Fato é que, embora a lei que prevê a universalização do acesso ao saneamento básico tenha mais de uma década, o Brasil ainda está longe de colocar a medida em prática. Um ranking da Associação Brasileira de Engenharia Sanitária e Ambiental (ABES), divulgado nesta segunda-feira (17), analisou indicadores (o abastecimento de água, a coleta e o tratamento de esgoto, bem como a coleta e a destinação adequada de resíduos sólidos) de 1.868 municípios analisados. Aqueles que conseguiram desempenho satisfatório em todos eles — apenas 85 — foram considerados rumo à universalização.
Além do número escasso de cidades com pontuação elevada em todos os requisitos, chama atenção também a diferença entre as regiões do país.
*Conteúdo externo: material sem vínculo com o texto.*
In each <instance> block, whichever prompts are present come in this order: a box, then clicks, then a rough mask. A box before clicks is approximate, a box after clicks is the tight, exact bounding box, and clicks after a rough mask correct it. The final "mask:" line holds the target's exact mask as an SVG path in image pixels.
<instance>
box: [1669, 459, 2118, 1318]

Quanto mais distante do eixo Sul-Sudeste, piores são as condições de saneamento básico. De acordo com a pesquisa, todos os 85 municípios que atingiram desempenho alto nos indicadores integram a região Sul e Sudeste. Essas cidades estão localizadas majoritariamente em quatro estados: São Paulo, Rio de Janeiro, Minas Gerais e Paraná.
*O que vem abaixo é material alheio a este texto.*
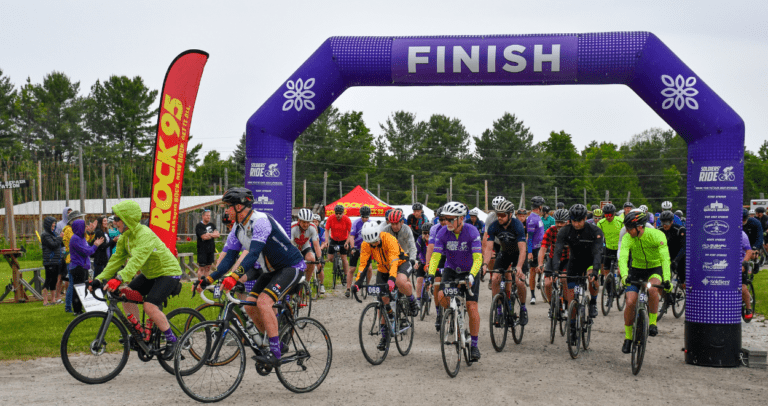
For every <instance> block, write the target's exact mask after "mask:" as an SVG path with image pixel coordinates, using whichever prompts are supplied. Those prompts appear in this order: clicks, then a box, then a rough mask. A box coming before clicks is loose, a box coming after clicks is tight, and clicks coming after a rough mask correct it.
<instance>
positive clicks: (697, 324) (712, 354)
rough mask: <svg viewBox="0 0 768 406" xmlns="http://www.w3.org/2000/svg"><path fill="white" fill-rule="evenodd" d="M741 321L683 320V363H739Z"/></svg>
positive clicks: (726, 363)
mask: <svg viewBox="0 0 768 406" xmlns="http://www.w3.org/2000/svg"><path fill="white" fill-rule="evenodd" d="M740 352H741V323H739V324H709V323H693V322H690V321H686V322H685V363H686V364H693V365H699V366H707V367H737V366H739V365H741V361H740V360H739V353H740Z"/></svg>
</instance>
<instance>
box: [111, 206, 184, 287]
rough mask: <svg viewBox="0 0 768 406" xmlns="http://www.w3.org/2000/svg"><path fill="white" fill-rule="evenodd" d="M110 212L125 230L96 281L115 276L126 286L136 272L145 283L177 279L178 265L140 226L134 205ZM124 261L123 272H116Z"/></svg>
mask: <svg viewBox="0 0 768 406" xmlns="http://www.w3.org/2000/svg"><path fill="white" fill-rule="evenodd" d="M112 211H114V213H115V215H116V216H118V217H120V219H121V220H122V221H123V222H124V223H125V225H126V227H127V228H126V230H125V231H124V232H123V234H122V235H121V236H120V239H119V240H118V241H117V249H116V250H115V254H114V255H112V257H111V258H110V259H109V263H108V264H107V267H106V268H104V270H103V271H102V272H101V274H99V276H98V277H97V278H96V279H99V280H101V281H104V280H109V279H111V278H113V277H114V276H115V274H119V275H120V277H121V278H122V279H123V281H124V282H130V281H131V279H133V277H134V276H135V275H136V272H138V271H139V270H141V273H142V275H144V276H145V277H146V278H147V279H155V278H158V277H160V276H177V275H181V267H180V266H179V261H178V260H177V259H176V257H175V256H174V255H173V254H172V253H171V251H170V250H169V249H168V247H166V246H165V244H164V243H163V241H162V240H160V238H159V237H158V236H157V235H156V234H155V233H154V232H152V230H150V229H149V227H147V226H145V225H141V224H140V221H141V208H140V207H139V204H138V203H136V202H134V201H132V200H126V201H123V202H120V203H118V204H116V205H114V206H112ZM125 260H128V262H127V263H126V264H125V268H123V270H122V271H120V272H118V270H119V269H120V267H121V266H122V265H123V263H125Z"/></svg>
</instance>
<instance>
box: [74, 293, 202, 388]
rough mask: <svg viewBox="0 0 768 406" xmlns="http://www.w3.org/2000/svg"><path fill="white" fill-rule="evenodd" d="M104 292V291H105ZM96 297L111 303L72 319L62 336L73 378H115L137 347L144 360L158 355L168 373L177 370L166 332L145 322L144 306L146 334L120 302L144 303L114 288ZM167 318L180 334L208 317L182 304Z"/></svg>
mask: <svg viewBox="0 0 768 406" xmlns="http://www.w3.org/2000/svg"><path fill="white" fill-rule="evenodd" d="M102 292H104V291H102ZM86 294H92V295H93V296H94V297H95V298H96V299H98V300H100V301H102V302H106V303H107V311H106V312H103V311H91V312H87V313H85V314H82V315H80V316H78V317H77V318H75V319H74V320H72V322H70V323H69V325H68V326H67V329H66V330H64V335H63V336H62V337H61V347H60V351H61V360H62V362H63V363H64V368H66V369H67V372H69V374H70V375H72V377H73V378H75V379H77V380H78V381H80V382H83V383H87V384H99V383H104V382H108V381H110V380H112V379H113V378H115V377H116V376H117V375H118V374H120V372H121V371H122V370H123V368H125V365H126V363H127V362H128V356H129V355H130V352H131V351H136V352H137V354H138V356H139V359H140V360H141V361H143V362H149V361H151V360H152V359H153V358H154V357H155V356H157V360H158V362H159V363H160V365H161V366H162V367H163V369H165V370H166V371H167V372H168V373H170V374H173V373H174V370H173V366H172V365H171V358H170V357H172V356H173V355H174V354H173V353H169V352H168V351H167V346H166V344H167V343H166V342H165V334H164V333H163V332H162V331H160V329H159V328H158V327H157V326H156V325H154V323H152V322H151V320H149V321H148V322H147V323H146V324H145V320H146V314H145V313H144V311H143V308H142V312H141V313H142V314H141V325H142V326H143V327H145V328H147V329H149V330H150V332H149V334H148V335H146V336H144V334H143V333H142V332H141V331H138V330H137V329H136V327H135V326H134V325H133V323H131V322H130V321H128V318H127V317H126V316H125V314H124V313H123V311H122V310H121V309H120V307H119V306H118V305H117V304H118V303H120V302H123V303H134V304H143V302H142V301H134V300H129V299H127V298H125V297H124V296H120V295H116V294H114V293H112V292H107V293H106V294H104V293H103V294H102V297H101V298H99V296H98V295H96V294H95V293H86ZM166 318H167V319H168V323H170V326H171V330H172V331H173V333H174V334H176V336H177V337H181V335H182V334H184V332H185V331H186V330H185V326H188V325H197V324H199V323H202V322H204V321H205V319H204V318H203V316H202V315H200V313H199V312H197V311H195V310H193V309H190V308H178V309H174V310H172V311H170V312H169V313H168V314H167V316H166ZM182 350H185V349H182V348H180V346H178V344H177V351H176V354H178V355H182V356H184V355H185V354H186V351H182Z"/></svg>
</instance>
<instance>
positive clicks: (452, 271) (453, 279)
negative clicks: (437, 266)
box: [442, 268, 480, 303]
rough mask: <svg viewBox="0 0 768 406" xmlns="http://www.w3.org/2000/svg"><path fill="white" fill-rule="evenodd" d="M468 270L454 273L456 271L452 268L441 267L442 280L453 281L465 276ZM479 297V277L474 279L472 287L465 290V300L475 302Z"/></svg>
mask: <svg viewBox="0 0 768 406" xmlns="http://www.w3.org/2000/svg"><path fill="white" fill-rule="evenodd" d="M467 274H468V272H462V273H456V271H454V270H453V268H445V269H443V279H442V282H443V283H446V282H453V281H456V280H461V279H464V278H465V277H466V276H467ZM479 297H480V279H479V278H477V279H475V283H474V284H472V287H471V288H470V289H469V292H467V296H466V301H467V302H475V303H477V299H478V298H479Z"/></svg>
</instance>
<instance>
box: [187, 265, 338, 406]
mask: <svg viewBox="0 0 768 406" xmlns="http://www.w3.org/2000/svg"><path fill="white" fill-rule="evenodd" d="M303 280H304V278H303V277H302V279H301V281H300V282H303ZM295 289H296V288H295V287H294V288H292V289H289V292H290V293H293V292H294V291H295ZM287 293H288V292H286V293H284V294H283V295H282V296H280V297H279V298H278V301H277V302H276V303H275V304H274V305H273V306H272V307H273V308H274V309H276V310H277V313H278V314H277V317H278V326H279V334H278V337H279V339H280V343H281V345H282V349H283V351H282V357H281V358H280V365H279V366H278V367H277V368H273V367H272V366H271V365H266V364H260V363H258V362H257V363H256V372H257V373H258V374H259V375H262V376H267V375H269V374H270V373H271V372H272V370H273V369H274V371H275V373H276V374H277V378H278V379H279V380H280V382H281V383H282V384H283V386H285V387H286V388H287V389H288V390H290V391H292V392H295V393H305V392H310V391H312V390H314V389H316V388H317V387H318V386H320V384H321V383H322V382H323V381H324V380H325V378H326V376H327V375H328V371H329V370H330V367H331V361H332V359H333V347H332V344H331V339H330V336H329V334H328V332H327V330H326V329H325V327H324V326H323V325H322V324H320V322H318V321H317V320H315V319H312V318H309V317H299V318H295V317H294V307H293V303H292V302H291V301H290V300H285V296H286V294H287ZM225 296H226V298H227V303H226V305H225V309H224V316H223V317H221V318H220V319H219V320H215V321H205V322H203V323H200V324H198V325H196V326H195V327H193V328H192V329H190V330H189V331H187V332H186V333H184V335H183V336H182V337H181V339H180V340H179V344H178V345H177V356H176V358H175V360H174V372H175V375H176V381H177V382H178V383H179V386H181V389H182V390H183V391H184V393H186V394H187V395H188V396H189V397H191V398H192V399H195V400H197V401H199V402H218V401H221V400H223V399H225V398H226V397H228V396H229V395H231V394H232V393H233V392H234V391H235V389H237V387H238V386H239V385H240V382H241V381H242V379H243V376H244V374H245V364H246V360H245V346H246V345H247V346H248V347H250V348H251V350H252V351H253V352H254V354H255V355H256V356H261V355H264V354H265V351H268V349H266V348H262V347H261V345H259V343H258V341H257V339H256V338H255V335H254V336H252V335H250V334H248V332H247V330H246V328H245V327H244V326H243V324H242V322H241V320H240V319H239V318H238V317H236V313H235V308H236V307H237V306H238V305H240V306H256V302H249V301H240V300H237V299H235V298H234V297H232V295H231V293H230V292H226V294H225ZM263 334H264V336H263V337H261V339H262V340H261V341H262V342H264V341H265V340H266V338H265V337H266V333H263ZM230 335H234V337H231V338H230V337H229V336H230ZM256 335H258V334H256ZM181 348H187V349H188V350H189V352H190V354H191V355H192V356H191V357H180V356H178V351H179V350H180V349H181ZM238 361H239V362H238ZM300 375H301V376H300ZM223 379H227V380H229V379H232V383H231V384H226V383H222V382H221V381H222V380H223Z"/></svg>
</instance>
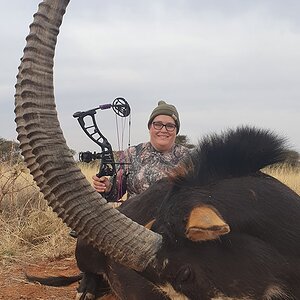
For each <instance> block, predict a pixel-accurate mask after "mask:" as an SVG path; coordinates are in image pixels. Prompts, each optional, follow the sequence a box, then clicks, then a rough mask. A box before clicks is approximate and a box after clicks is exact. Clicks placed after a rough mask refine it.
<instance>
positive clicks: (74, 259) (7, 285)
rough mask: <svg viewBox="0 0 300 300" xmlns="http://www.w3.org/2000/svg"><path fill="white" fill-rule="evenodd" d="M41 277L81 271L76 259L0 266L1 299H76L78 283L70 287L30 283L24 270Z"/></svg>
mask: <svg viewBox="0 0 300 300" xmlns="http://www.w3.org/2000/svg"><path fill="white" fill-rule="evenodd" d="M25 271H26V272H27V273H28V274H30V275H35V276H39V277H46V276H70V275H76V274H78V273H79V270H78V269H77V266H76V262H75V259H73V258H65V259H61V260H56V261H46V262H36V263H23V262H19V263H15V264H12V265H9V266H5V267H3V266H0V299H1V300H2V299H6V300H29V299H30V300H50V299H51V300H53V299H56V300H68V299H74V298H75V295H76V288H77V286H78V283H74V284H72V285H70V286H68V287H48V286H41V285H39V284H35V283H29V282H28V281H27V280H26V278H25V275H24V272H25Z"/></svg>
Por outro lado, fazem parte do Norte e Nordeste todos os municípios de grande porte, ou seja, acima de 100 mil habitantes, que apresentaram os indicadores mais baixos. Esses municípios foram classificados pela pesquisa como cidades que dão os primeiros passos para a universalização.
De acordo com o presidente da ABES, Roberval Tavares de Souza, os resultados da pesquisa refletem o modo como o saneamento tem sido conduzido pelo poder público. “Falta prioridade de Estado. Ao longo do tempo, os poderes federal, estadual e municipal não priorizaram o saneamento. Quando é uma prioridade, o setor consegue dar passos largos em direção à universalização.”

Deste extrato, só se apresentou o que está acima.